Pesananku datang, Vanila terus melihat kearahku, "Minta, suapin" ucap Vanila

Beruntung saat itu tidak ada orang lain lagi selain kita, kuturuti permintaannya itu. Setelahnya kuperhatikan Vanila terus saja melihat kearah susu di gelasnya itu, jelas saja ada suatu hal yang sedang dipikirkan olehnya, Vanila sempat melamun dan kusentil tangannya itu pelan, mau sampai kapan melamun terus, Vanila sedikit terkejut setelahnya tersipu malu karena ketahuan melamun olehku.

Diperjalanan pulang, arah matanya memang kedepan, tapi tatapannya itu kosong. Kupegang tangannya dengan erat sebelum kakinya terkena akar pohon.

Sesampainya di kos, Vanila memilih tertidur di kamarku.

Lama-kelamaan aku mulai terbiasa dengan Vanila yang memang seringkali masuk ke dalam kamarku, sedangkan aku saja hanya pernah sekali masuk kedalam kamarnya, itupun juga karena diminta olehnya. Kamarnya itu seperti kamar perempuan pada umumnya, bersih dan wangi, semua barangnya itu tertata dengan rapi, kamar yang sangat nyaman.

Melihatnya tertidur seperti itu, akupun juga mengantuk. Kuselimuti tubuhnya dan kuletakkan guling sebagai pembatas aku dengan dirinya.

Masa setiap kali Vanila tertidur dikamarku, aku harus tidur di teras kos terus, sebenarnya bisa saja aku tidur di kamarnya, tapi aku tidak mau itu, lagipula ini memang kamarku kenapa aku yang harus disulitkan begini dan juga masih ada ruang kosong dikasurku.
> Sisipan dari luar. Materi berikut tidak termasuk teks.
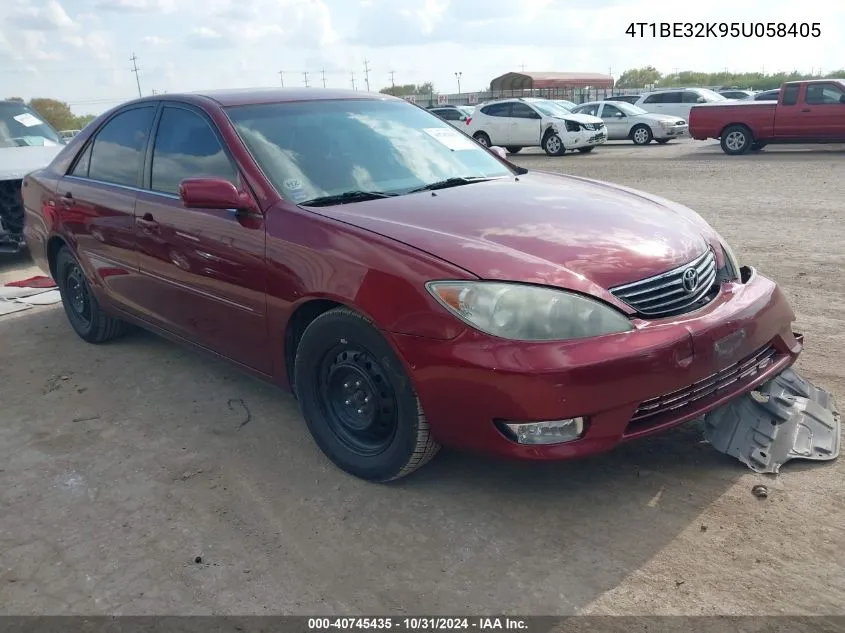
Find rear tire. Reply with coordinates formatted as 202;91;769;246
720;125;754;156
543;132;566;156
55;246;127;343
294;307;440;482
631;123;654;145
472;132;493;147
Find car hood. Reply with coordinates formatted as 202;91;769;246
634;113;686;123
0;145;65;180
309;172;720;302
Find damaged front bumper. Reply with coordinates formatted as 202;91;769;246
704;362;841;473
0;180;26;253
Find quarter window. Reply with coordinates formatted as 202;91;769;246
88;107;155;187
150;107;238;194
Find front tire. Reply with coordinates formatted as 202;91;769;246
720;125;754;156
294;308;440;482
631;124;654;145
55;246;127;343
472;132;492;147
543;132;566;156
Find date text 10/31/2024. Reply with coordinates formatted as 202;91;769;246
625;22;822;38
308;616;529;633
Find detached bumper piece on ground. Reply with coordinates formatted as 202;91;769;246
704;369;841;473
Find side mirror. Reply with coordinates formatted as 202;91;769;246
179;178;255;211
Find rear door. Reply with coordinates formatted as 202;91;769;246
508;101;542;147
801;81;845;141
135;103;272;374
56;103;157;309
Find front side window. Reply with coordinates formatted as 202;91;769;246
804;83;845;105
227;99;513;202
150;107;238;195
0;101;64;147
88;106;155;187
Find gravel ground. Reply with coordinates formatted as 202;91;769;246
0;137;845;614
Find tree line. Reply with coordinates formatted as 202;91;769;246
6;97;97;130
616;66;845;90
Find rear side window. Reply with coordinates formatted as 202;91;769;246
481;103;511;116
150;107;238;194
774;86;800;105
88;107;155;187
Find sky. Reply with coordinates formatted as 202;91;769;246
0;0;845;114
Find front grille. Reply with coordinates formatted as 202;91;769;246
627;345;777;432
610;249;718;318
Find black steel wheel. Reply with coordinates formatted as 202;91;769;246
294;308;439;482
55;246;126;343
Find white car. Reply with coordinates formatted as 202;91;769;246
465;98;607;156
572;101;689;145
634;88;731;120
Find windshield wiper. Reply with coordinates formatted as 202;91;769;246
298;191;396;207
408;176;495;193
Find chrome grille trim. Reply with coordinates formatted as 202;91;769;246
631;345;777;422
610;249;717;317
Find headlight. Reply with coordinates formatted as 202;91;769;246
426;281;634;341
722;242;739;279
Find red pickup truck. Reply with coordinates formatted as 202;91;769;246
689;79;845;155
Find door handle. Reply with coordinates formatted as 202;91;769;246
135;213;159;233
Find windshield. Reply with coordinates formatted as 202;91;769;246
610;101;648;116
0;101;64;147
531;101;569;116
698;88;727;101
227;99;514;203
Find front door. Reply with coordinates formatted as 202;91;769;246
508;101;542;147
802;81;845;141
135;105;272;374
56;104;156;310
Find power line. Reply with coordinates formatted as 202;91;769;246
129;53;142;97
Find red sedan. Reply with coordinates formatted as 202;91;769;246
18;89;802;481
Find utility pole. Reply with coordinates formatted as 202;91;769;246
129;53;141;97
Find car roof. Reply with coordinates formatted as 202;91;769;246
119;88;404;108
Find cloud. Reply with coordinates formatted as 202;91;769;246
7;0;76;31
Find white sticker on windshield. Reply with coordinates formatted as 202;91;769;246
423;127;478;150
12;112;44;127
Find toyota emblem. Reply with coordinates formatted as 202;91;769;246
681;268;698;294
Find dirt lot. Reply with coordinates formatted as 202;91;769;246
0;142;845;614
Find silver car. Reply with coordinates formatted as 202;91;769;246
572;101;689;145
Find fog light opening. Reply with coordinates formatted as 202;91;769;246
497;418;586;446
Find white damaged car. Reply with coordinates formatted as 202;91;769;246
0;101;65;253
464;98;607;156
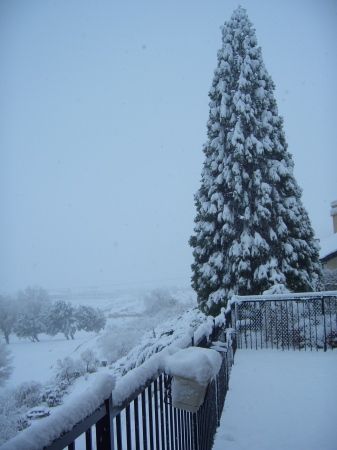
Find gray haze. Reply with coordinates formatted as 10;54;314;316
0;0;337;292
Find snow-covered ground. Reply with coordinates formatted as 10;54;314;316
213;350;337;450
0;288;200;450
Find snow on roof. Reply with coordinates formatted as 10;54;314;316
319;233;337;259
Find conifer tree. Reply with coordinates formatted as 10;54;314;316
190;7;321;315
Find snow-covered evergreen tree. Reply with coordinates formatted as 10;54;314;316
190;7;321;315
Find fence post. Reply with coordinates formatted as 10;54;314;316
96;394;115;450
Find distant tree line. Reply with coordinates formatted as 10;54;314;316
0;286;106;344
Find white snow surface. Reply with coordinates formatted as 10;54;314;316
319;233;337;259
1;373;115;450
165;347;222;386
213;350;337;450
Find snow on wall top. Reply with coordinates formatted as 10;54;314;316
165;347;222;386
230;291;337;304
319;233;337;259
1;374;115;450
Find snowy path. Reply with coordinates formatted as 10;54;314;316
213;350;337;450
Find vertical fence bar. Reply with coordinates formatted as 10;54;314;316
147;384;154;449
141;391;147;450
133;397;140;450
85;427;92;450
116;414;123;450
96;395;115;450
159;375;166;450
125;404;132;450
321;296;327;352
153;380;160;450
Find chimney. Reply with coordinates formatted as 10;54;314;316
330;200;337;233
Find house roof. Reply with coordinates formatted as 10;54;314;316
319;233;337;260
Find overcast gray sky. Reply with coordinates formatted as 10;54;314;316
0;0;337;292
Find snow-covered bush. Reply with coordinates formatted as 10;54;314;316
0;344;13;386
42;385;68;408
44;300;77;339
56;356;85;384
0;389;21;446
0;295;18;344
75;305;106;333
97;320;145;364
323;269;337;291
14;381;42;408
14;310;46;342
144;288;178;315
81;348;99;373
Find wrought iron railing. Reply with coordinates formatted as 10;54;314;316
2;311;235;450
4;291;337;450
231;291;337;351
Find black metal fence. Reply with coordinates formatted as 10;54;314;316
4;291;337;450
231;291;337;351
31;312;235;450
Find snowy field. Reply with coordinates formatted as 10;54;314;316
213;350;337;450
7;289;195;386
0;288;197;450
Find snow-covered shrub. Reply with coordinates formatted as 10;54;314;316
323;269;337;291
44;300;77;339
144;288;178;315
0;343;13;386
97;320;145;364
81;348;99;373
0;389;21;446
42;386;68;408
75;305;106;333
56;356;85;384
14;381;42;408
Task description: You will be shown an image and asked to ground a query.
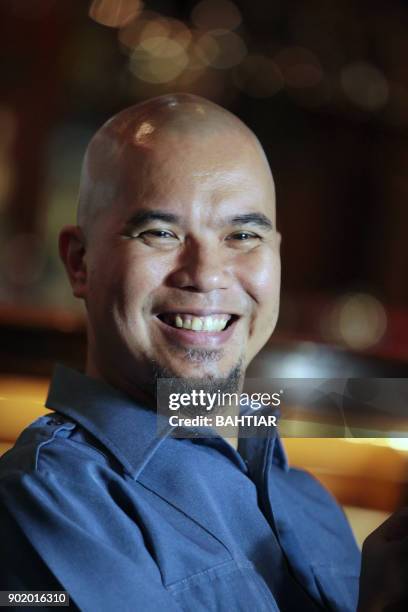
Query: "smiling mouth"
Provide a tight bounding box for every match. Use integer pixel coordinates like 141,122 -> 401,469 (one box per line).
157,312 -> 238,333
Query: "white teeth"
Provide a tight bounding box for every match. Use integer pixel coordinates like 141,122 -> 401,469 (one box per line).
191,317 -> 203,331
165,314 -> 231,332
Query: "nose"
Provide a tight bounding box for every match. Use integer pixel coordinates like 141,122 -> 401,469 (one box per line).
168,240 -> 231,293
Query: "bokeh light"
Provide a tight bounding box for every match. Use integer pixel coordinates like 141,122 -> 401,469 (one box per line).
191,0 -> 242,30
322,293 -> 387,350
129,36 -> 188,84
89,0 -> 142,28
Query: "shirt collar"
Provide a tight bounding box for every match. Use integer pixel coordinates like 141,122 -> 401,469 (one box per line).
45,364 -> 288,478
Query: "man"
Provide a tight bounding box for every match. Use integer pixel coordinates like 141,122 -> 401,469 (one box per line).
0,94 -> 398,612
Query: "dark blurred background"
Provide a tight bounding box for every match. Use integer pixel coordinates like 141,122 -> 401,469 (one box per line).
0,0 -> 408,534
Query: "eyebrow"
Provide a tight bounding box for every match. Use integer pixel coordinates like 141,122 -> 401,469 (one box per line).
126,209 -> 273,230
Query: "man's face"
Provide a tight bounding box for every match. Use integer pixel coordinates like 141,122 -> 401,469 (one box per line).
85,134 -> 280,386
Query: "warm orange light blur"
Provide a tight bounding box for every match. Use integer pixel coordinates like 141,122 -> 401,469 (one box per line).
89,0 -> 142,28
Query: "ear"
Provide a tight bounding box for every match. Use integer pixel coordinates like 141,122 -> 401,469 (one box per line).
59,225 -> 87,298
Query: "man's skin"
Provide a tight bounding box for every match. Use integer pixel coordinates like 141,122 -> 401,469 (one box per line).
60,94 -> 280,426
60,94 -> 408,612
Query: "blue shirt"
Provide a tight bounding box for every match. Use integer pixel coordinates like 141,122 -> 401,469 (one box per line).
0,366 -> 360,612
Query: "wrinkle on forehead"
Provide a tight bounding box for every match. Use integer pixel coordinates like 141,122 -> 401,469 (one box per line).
77,94 -> 267,234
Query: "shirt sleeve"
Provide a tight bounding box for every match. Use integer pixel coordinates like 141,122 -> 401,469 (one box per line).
0,472 -> 180,612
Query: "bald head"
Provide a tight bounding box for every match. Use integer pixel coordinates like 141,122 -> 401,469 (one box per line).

Akupun juga tidak pernah menanyakan kepada Vanila, kenapa seringkali malah memilih tidur dikamarku. Mengantuk sekali rasanya.

Biarkan aku tidur dengan tenang.

Sudah larut malam.

***

Keesokan harinya. Langit di pagi hari terlihat cerah

Seperti biasanya aku berjalan bersama dengan Vanila menuju kantor. Memasuki halaman kantor, banyak mata menatap kearah Vanila. Sudah banyak orang yang bertanya kepadaku, kenapa aku dan Vanila selalu bersama, itu semua memang karena kita disatu kos yang sama.

Tentu saja, aku tidak menjawab apa adanya. Setiap ada yang bertanya, kujawab itu kebetulan, kita yang berpapasan ditengah jalan, atau apapun itu, kecuali jawaban bahwa kita memang dikos yang sama.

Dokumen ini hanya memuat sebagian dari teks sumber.